On thinking on it, away from time pressures to ship, it feels like there needs to be two sets of locks, one for write and one for read. Read locks are not blocking of other reads, but write locks block both other writes and reads, with additional information that if a write is blocked by another write, it should probably return that other write if possible, assuming it's within a given time. This could be lead to cache corruption, but to properly handle that without the possibility of a read being overwritten halfway through would really require locks to be implemented on memcache (which would make all this much easier anyway).

Comments?

thedavidmeister’s picture

Status: Reviewed & tested by the community » Needs work
markpavlitski’s picture

Version: 6.x-1.10 » 7.x-1.x-dev
Component: Code » memcache.inc
Status: Needs work » Needs review
FileSize
595 bytes

The lock shouldn't be released in cache_get() / $this->get(). The lock is acquired here under the assumption that a later execution path will generate and set the cache entry.

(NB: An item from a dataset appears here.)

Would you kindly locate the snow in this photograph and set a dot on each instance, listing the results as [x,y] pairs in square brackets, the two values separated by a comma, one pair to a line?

The attached patch releases the lock inside $this->set() once the value has been stored.

Performance testing shows a reasonable decrease in average lock_wait time resulting in faster page load under high concurrency.

SocialNicheGuru’s picture

is this related to http://drupal.org/node/2099893?

Jeremy’s picture

Category: Support request » Bug report
Issue summary: View changes
Status: Needs review » Fixed

Agreed we should be releasing the lock once we've finished with our set. But first we check the globals to be sure the lock is actually set before we release it, avoiding an otherwise unnecessary call to dmemcache_delete if not.

Committed:
http://drupalcode.org/project/memcache.git/commitdiff/7c0c55f

Status: Fixed » Closed (fixed)

Automatically closed - issue fixed for 2 weeks with no activity.

Jeremy’s picture

Version: 7.x-1.x-dev » 6.x-1.x-dev
Assigned: Unassigned » Jeremy
Priority: Normal » Major
Status: Closed (fixed) » Patch (to be ported)

Re-opening as this still affects the D6 branch.

Jeremy’s picture

Status: Patch (to be ported) » Fixed

Actually, this was fixed as of 6.x-1.9, was looking at a very old codebase. Re-closing.

Status: Fixed » Closed (fixed)

Automatically closed - issue fixed for 2 weeks with no activity.